Faith and Theology
December 28, 2025

Church Do's and Don'ts

The piece frames election season as a discipleship moment, not a chance for the church to become a partisan platform. It opens by emphasizing that the church should speak with clarity without losing unity, credibility, or mission.
Tanner DiBella

Church Do’s and Don'ts

How to engage faithfully during election season, without losing your mission

Election season always brings noise. Churches do not have the luxury of silence, but we do have the responsibility of clarity. The goal is not to baptize a party. The goal is to form disciples whose public lives match their private worship.

A quick note on the Johnson Amendment and what changed

For decades, the Johnson Amendment has been shorthand for the federal tax code rule that restricted 501(c)(3) organizations, including churches, from intervening in political campaigns for or against candidates. It traces back to a 1954 amendment introduced by Senator Lyndon B. Johnson, and Congress later clarified in 1987 that the ban includes statements opposing candidates.

What is true today is more complicated than the headline. The Johnson Amendment has not been repealed by Congress, and the IRS still describes the statutory prohibition in its public guidance.

At the same time, in 2025, the IRS took a major new position in federal court, arguing that candidate endorsements delivered by houses of worship to their congregations through their customary channels of communication should not trigger loss of tax-exempt status. That position is tied to ongoing litigation, and as of late 2025, reporting indicates the case outcome is still pending.

So practically, the landscape is shifting, but churches should treat it as an evolving legal environment, not a blank check.

The north star

Before tactics, decide who you are.

A church is a spiritual family, not a campaign machine. If political engagement costs you your unity, your credibility, or your witness, it is too expensive.

Do’s

Do preach the whole counsel of God.

Teach biblical truth on human dignity, justice, life, family, stewardship, honesty, work, and the role of government. That is not a political distraction; that is discipleship.

Do equip people to think, not just react.

Give your church tools: how to evaluate candidates, weigh policies, spot propaganda, and disagree without hatred. You are building mature Christians, not dependent voters.

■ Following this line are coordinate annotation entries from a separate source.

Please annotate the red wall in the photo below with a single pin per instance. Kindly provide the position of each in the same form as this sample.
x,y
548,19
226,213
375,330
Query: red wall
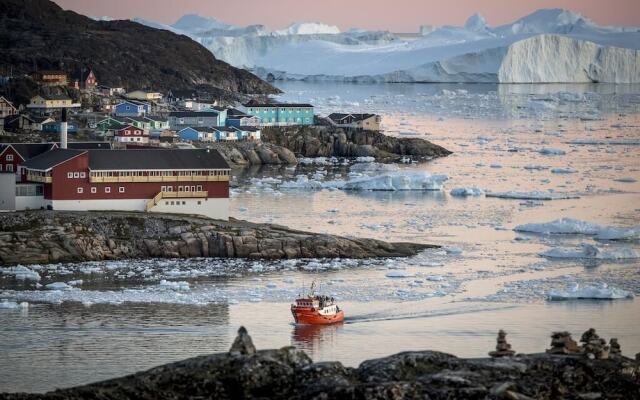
x,y
17,160
64,188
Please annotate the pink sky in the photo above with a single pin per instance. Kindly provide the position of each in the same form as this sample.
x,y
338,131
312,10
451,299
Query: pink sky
x,y
393,15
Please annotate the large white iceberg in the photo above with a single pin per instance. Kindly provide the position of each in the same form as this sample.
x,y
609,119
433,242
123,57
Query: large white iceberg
x,y
546,46
602,292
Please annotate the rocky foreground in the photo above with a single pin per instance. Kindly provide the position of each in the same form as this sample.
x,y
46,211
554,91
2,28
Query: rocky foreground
x,y
37,237
329,141
283,145
244,373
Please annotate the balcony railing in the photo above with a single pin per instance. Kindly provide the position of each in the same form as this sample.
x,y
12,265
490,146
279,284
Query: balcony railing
x,y
125,179
175,195
38,178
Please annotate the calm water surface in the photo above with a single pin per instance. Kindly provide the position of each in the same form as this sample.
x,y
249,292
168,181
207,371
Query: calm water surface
x,y
120,320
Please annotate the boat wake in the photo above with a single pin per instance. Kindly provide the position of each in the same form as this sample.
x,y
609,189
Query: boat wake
x,y
388,316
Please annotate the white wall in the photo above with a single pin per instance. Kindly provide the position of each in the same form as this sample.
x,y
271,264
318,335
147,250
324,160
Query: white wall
x,y
7,191
212,208
30,202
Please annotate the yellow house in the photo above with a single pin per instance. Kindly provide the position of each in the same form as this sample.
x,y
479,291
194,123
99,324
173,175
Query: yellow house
x,y
142,95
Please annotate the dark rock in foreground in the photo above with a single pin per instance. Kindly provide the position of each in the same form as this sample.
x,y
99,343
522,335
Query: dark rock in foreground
x,y
36,237
328,141
290,374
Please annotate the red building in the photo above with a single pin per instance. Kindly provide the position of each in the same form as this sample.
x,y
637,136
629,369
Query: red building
x,y
156,180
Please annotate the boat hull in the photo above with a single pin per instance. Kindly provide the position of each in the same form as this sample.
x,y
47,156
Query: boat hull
x,y
313,317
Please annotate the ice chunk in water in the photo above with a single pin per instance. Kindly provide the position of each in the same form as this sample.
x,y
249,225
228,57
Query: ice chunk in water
x,y
589,292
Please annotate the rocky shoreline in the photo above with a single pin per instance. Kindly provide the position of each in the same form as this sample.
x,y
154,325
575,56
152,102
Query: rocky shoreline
x,y
330,141
288,373
283,146
39,237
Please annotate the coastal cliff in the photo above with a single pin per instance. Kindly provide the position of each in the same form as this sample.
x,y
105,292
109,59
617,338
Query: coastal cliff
x,y
329,141
37,237
288,373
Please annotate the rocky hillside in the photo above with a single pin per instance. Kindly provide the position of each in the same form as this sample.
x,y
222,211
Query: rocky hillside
x,y
38,33
37,237
327,141
287,373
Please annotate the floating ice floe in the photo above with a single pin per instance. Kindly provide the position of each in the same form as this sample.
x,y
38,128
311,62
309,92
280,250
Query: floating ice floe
x,y
562,170
386,182
548,151
619,142
7,304
602,292
591,252
57,286
398,274
573,226
21,273
533,195
174,285
466,191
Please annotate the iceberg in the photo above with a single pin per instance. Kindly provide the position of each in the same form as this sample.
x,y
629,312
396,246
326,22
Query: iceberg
x,y
571,226
591,252
466,191
602,292
552,45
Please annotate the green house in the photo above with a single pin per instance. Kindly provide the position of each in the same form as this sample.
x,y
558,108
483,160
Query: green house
x,y
280,114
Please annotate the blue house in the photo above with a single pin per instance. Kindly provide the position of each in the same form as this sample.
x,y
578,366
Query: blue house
x,y
281,114
197,134
54,127
132,108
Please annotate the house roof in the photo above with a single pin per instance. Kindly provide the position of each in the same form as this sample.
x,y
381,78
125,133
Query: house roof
x,y
155,118
55,97
337,117
50,159
145,159
183,114
253,103
199,128
247,128
28,150
88,145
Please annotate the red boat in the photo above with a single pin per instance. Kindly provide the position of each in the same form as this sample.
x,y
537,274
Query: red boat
x,y
316,310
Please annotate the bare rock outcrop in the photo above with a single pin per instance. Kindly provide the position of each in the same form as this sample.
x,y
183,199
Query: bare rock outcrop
x,y
35,237
288,373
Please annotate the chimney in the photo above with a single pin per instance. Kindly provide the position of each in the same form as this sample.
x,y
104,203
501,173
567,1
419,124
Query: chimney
x,y
63,129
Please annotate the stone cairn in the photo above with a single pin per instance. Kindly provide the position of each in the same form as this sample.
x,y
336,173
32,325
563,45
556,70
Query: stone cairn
x,y
503,349
614,347
562,343
593,346
243,345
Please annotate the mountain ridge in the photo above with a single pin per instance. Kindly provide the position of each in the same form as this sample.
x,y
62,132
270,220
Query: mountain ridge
x,y
38,34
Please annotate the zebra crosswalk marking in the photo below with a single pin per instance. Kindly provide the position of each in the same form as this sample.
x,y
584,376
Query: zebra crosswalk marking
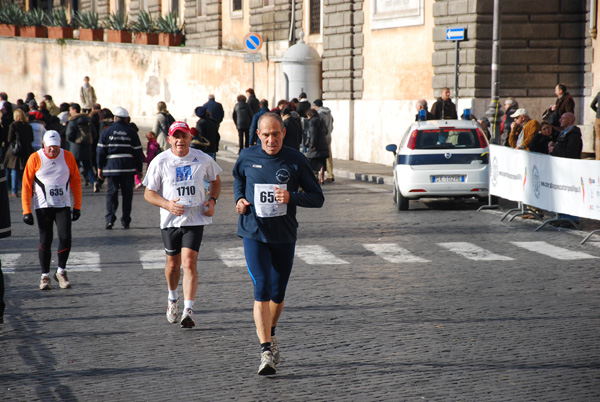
x,y
318,255
549,250
152,259
84,261
473,252
393,253
9,262
232,257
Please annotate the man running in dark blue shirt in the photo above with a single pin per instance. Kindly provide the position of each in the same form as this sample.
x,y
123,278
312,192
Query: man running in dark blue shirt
x,y
267,191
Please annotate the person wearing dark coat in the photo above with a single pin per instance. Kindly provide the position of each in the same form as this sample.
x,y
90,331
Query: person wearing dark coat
x,y
207,128
242,117
564,101
569,143
82,151
5,230
252,101
215,109
120,158
541,139
317,150
444,108
293,128
264,108
6,111
422,105
15,164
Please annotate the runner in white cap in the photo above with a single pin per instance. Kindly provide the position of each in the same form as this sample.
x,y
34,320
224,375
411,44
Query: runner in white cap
x,y
51,176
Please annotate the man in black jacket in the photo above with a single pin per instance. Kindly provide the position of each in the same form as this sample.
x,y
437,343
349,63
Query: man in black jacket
x,y
444,108
120,157
4,229
569,143
215,109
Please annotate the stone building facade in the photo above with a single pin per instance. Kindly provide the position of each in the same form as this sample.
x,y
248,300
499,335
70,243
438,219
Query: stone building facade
x,y
380,56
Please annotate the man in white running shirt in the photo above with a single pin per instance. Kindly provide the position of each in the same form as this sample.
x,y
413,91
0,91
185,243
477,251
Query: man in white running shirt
x,y
175,183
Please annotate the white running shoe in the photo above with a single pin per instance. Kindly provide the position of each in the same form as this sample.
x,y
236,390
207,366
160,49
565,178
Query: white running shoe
x,y
187,319
45,283
267,366
63,280
172,311
275,350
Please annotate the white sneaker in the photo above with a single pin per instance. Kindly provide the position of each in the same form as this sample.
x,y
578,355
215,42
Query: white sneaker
x,y
275,350
267,366
172,311
187,319
45,283
63,280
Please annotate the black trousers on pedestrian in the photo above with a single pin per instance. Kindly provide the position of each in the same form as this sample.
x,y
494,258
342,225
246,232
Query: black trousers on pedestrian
x,y
2,305
244,135
114,183
46,217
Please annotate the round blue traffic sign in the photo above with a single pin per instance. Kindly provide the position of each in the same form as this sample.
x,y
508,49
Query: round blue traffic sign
x,y
252,42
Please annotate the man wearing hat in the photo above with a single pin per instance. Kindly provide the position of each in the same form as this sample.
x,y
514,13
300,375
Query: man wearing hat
x,y
120,157
50,176
522,130
175,183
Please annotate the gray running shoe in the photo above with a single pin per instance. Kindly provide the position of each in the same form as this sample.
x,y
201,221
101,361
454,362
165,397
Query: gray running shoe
x,y
187,319
173,311
62,279
275,350
267,366
45,283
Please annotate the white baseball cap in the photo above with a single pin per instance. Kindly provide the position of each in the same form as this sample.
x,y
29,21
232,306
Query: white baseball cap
x,y
520,112
51,138
120,112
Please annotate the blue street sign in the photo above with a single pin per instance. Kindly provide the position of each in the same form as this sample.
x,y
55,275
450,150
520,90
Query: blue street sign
x,y
252,42
455,34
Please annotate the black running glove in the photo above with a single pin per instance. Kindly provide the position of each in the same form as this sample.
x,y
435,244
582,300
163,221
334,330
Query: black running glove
x,y
28,219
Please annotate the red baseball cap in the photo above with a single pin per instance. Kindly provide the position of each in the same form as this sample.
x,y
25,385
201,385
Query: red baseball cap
x,y
179,126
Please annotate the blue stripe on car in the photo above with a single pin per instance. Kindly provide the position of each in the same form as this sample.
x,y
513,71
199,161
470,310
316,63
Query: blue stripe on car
x,y
440,159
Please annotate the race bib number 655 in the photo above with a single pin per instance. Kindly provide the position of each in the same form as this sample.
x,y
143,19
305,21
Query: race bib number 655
x,y
265,203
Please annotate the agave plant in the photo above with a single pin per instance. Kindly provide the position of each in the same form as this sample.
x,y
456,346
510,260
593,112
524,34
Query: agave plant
x,y
117,22
35,18
11,14
57,18
169,23
145,23
87,20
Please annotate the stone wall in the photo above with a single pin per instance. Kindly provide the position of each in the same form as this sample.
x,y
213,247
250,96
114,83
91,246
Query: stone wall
x,y
343,49
204,30
543,42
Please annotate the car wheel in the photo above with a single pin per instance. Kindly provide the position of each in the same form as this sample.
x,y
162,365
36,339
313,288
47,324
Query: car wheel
x,y
401,201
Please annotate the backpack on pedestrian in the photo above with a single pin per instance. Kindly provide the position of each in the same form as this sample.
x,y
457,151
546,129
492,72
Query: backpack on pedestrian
x,y
86,134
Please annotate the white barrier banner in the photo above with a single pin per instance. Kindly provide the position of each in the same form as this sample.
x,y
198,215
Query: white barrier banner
x,y
568,186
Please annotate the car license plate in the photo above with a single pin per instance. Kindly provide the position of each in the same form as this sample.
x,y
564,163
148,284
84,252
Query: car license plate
x,y
448,179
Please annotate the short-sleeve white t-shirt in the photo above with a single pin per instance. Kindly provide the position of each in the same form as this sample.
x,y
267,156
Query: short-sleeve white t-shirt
x,y
182,177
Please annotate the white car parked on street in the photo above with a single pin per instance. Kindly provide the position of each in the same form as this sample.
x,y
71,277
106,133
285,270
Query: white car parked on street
x,y
440,158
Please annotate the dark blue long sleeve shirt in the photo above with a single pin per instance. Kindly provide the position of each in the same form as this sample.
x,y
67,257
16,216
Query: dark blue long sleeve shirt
x,y
290,167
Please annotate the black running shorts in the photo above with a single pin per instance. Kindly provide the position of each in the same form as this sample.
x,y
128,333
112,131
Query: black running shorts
x,y
175,239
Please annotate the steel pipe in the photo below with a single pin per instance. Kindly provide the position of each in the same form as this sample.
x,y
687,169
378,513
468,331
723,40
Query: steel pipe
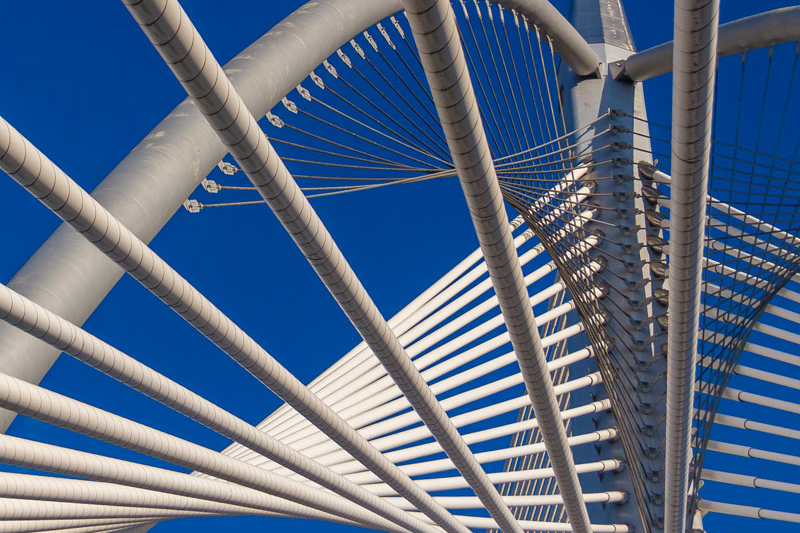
x,y
442,55
750,33
694,69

Do encourage civic participation.

It is appropriate to encourage people to vote, pray, and engage locally. Voter registration and get-out-the-vote efforts can be done in a nonpartisan way.

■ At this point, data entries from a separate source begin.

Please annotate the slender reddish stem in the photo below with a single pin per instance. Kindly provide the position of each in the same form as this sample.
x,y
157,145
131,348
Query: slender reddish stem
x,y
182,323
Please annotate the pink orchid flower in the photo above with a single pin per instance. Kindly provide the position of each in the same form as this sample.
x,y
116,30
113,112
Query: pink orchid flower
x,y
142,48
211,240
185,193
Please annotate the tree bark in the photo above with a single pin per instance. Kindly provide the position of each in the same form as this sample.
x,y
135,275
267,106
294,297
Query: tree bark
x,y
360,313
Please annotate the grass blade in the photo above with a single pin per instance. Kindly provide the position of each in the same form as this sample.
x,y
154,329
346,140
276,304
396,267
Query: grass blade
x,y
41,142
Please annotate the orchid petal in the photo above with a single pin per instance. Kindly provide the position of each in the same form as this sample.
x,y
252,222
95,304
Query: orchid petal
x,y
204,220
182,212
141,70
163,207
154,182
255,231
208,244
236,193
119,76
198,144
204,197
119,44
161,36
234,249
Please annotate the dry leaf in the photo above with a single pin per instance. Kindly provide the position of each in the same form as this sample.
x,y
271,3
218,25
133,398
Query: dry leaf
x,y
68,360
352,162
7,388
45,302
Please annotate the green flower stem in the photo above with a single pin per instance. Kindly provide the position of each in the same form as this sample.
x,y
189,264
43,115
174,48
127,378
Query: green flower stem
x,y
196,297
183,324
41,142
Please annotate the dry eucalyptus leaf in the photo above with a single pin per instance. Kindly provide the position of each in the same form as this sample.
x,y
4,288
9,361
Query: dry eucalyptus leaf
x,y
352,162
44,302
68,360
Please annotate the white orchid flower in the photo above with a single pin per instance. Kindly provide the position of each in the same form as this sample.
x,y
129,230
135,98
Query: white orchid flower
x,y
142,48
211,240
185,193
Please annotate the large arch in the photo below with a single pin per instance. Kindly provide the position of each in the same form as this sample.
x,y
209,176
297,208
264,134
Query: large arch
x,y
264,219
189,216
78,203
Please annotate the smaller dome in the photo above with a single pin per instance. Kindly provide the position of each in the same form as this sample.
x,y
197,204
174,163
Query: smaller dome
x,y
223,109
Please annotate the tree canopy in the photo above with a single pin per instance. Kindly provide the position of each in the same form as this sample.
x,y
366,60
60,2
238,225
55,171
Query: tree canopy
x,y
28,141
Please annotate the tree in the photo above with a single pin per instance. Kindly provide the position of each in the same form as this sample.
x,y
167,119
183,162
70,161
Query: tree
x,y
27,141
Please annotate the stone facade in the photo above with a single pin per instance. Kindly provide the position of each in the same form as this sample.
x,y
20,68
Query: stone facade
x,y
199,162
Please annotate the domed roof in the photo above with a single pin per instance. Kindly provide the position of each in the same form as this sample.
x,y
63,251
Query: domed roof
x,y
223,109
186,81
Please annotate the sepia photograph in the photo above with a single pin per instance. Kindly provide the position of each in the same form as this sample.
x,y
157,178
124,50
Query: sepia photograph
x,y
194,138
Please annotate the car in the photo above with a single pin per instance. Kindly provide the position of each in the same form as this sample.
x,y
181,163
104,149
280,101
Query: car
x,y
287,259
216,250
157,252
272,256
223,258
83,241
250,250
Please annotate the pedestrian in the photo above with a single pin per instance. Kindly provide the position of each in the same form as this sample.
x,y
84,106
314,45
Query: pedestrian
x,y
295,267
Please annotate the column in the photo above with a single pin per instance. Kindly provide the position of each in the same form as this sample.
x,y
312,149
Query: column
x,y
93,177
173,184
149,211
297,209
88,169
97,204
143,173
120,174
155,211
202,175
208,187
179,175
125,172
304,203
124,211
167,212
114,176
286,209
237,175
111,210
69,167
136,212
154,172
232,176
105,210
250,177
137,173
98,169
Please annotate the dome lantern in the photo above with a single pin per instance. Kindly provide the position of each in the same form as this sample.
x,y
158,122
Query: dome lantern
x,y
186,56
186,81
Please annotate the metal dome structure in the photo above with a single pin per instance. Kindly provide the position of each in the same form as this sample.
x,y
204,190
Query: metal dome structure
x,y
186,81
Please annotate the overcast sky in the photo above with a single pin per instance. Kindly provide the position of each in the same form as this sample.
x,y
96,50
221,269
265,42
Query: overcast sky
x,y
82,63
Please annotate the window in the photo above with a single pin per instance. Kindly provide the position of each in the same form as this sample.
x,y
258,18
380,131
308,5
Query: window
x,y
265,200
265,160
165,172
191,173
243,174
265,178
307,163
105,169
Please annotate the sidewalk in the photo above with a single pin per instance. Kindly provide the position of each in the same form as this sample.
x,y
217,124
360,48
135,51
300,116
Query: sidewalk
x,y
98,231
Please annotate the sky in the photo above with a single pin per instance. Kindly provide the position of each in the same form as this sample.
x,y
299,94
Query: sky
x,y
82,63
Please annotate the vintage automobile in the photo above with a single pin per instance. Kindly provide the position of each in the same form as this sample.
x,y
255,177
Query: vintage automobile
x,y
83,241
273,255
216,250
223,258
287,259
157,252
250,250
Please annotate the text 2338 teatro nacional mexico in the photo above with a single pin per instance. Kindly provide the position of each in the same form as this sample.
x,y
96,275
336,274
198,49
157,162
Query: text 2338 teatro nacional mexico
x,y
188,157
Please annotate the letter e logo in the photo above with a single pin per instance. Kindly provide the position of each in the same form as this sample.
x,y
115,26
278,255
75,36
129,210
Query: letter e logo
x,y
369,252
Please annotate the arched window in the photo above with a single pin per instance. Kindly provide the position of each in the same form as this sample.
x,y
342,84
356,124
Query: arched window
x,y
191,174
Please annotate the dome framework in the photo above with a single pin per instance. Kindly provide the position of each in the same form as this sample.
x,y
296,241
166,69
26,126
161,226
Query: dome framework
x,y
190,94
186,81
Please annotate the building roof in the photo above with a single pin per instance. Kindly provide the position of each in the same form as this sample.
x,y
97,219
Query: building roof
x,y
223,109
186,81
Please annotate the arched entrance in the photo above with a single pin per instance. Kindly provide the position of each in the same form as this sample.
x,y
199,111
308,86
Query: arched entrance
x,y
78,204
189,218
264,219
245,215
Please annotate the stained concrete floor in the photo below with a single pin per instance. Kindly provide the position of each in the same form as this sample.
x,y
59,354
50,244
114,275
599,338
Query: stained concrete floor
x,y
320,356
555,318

Do host forums with integrity.

If you host candidate nights or Q&A events, apply clear, evenhanded rules. Offer equal access. Ask the same questions. Keep it respectful. Make it about issues and leadership, not applause lines.

Do speak to issues and ballot measures with care.

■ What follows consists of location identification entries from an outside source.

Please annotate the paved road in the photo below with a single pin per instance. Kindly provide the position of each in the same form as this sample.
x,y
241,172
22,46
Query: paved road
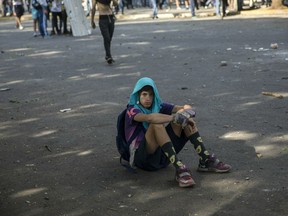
x,y
66,163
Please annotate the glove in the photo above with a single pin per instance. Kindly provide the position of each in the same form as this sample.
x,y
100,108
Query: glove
x,y
181,118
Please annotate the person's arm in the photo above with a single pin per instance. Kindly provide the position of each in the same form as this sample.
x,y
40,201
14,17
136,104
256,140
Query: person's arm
x,y
155,118
177,108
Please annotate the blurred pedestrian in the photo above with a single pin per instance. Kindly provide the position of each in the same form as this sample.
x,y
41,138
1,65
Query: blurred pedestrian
x,y
56,10
107,25
42,8
18,12
35,18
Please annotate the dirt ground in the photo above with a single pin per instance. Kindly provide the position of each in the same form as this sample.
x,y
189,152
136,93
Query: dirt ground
x,y
66,163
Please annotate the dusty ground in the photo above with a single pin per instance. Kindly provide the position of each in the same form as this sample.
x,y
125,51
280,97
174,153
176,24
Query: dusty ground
x,y
66,163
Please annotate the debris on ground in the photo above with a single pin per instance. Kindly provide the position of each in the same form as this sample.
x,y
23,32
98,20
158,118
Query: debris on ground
x,y
273,94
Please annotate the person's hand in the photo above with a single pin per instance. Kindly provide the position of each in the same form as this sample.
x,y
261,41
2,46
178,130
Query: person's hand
x,y
190,112
181,118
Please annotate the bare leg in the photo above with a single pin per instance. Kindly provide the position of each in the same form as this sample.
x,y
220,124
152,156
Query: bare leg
x,y
93,12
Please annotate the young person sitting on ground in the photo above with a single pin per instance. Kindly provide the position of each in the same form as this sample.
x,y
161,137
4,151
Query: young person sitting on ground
x,y
166,128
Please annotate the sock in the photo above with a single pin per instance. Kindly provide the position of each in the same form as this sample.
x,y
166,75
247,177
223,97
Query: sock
x,y
169,151
199,147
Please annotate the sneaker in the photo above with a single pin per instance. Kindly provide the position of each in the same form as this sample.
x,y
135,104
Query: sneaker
x,y
212,164
109,60
93,25
184,178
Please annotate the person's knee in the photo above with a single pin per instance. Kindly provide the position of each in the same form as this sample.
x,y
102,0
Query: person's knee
x,y
157,127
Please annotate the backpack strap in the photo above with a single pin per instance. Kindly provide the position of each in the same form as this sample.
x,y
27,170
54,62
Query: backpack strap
x,y
134,135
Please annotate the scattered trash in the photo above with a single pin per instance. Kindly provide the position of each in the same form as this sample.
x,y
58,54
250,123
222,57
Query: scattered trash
x,y
273,94
223,63
14,101
66,110
47,147
259,155
274,46
5,89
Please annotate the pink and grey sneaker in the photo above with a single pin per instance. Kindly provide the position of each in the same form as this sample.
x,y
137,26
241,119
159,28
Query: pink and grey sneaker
x,y
184,178
212,164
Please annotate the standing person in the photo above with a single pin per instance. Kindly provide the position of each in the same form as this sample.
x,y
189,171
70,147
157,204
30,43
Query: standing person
x,y
42,7
93,11
35,17
192,8
64,20
165,129
18,12
224,7
107,24
155,9
56,10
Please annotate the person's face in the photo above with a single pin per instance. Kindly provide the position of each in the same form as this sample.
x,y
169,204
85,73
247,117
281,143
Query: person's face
x,y
146,98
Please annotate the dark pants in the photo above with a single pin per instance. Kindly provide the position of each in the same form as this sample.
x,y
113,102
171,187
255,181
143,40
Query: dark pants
x,y
106,24
158,159
55,21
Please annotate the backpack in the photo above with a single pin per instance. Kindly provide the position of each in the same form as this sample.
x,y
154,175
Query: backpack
x,y
36,5
121,142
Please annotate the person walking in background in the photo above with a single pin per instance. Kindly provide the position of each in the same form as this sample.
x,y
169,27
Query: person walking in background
x,y
192,9
56,10
42,7
107,25
18,12
154,9
35,18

Churches often have more latitude on issue advocacy than on candidate intervention, but wisdom still matters. Keep your tone pastoral, your facts clean, and your intent clear: formation, not frenzy.

Do document your policies and train your team.

Have a simple internal election season policy for staff and volunteers: facility use, signage, announcements, social media, list use, and what happens if a candidate attends a service.

Do consult qualified counsel before anything novel

If you are considering candidate endorsements, campaign adjacent communications, or financial activity that could be interpreted as partisan intervention, get advice specific to your church and your state.

Dont’s

Don't turn the pulpit into a campaign stump.

Even if enforcement is changing, the spiritual risk is the same: you can disciple your people into Christ, or you can disciple them into a tribe. Only one survives the election.

Don't coordinate with campaigns.

No planning with a candidate’s team, no sharing church data, no syncing messaging, no offering church resources as an extension of campaign strategy. That can create serious legal and reputational exposure.

Don't use church resources as partisan assets.

Avoid using the church email list, staff time, facility, or branding to promote a candidate, solicit donations, or run campaign style communications without very careful review. Even under the IRS position described in 2025 litigation, broad public campaign activity and spending are not the same as internal pastoral speech. (AP News)

Don't let candidates fundraise on church platforms

No passing the plate for a candidate. No campaign booths in the lobby. No “text to give” for a campaign. This is where the church can quickly look like a tax subsidized political conduit, and it can fracture trust fast.

Don't create confusion between the church and political entities

If people are involved in PAC work or partisan activism, keep clear separation: separate branding, separate bank accounts, separate governance, and clear communication. Your church should never feel like it is being drafted into someone else’s political operation.

Don't spread unverified claims.

Election season tempts leaders to share headlines that match emotions. Do not. Your credibility is a ministry asset. Protect it with slow, careful truth telling.

A simple way to communicate your posture to the church

“We will address what Scripture addresses.
We will form Christians, not partisans.
We will encourage engagement, not outrage.
We will keep Jesus at the center, and we will keep our unity stronger than our politics.”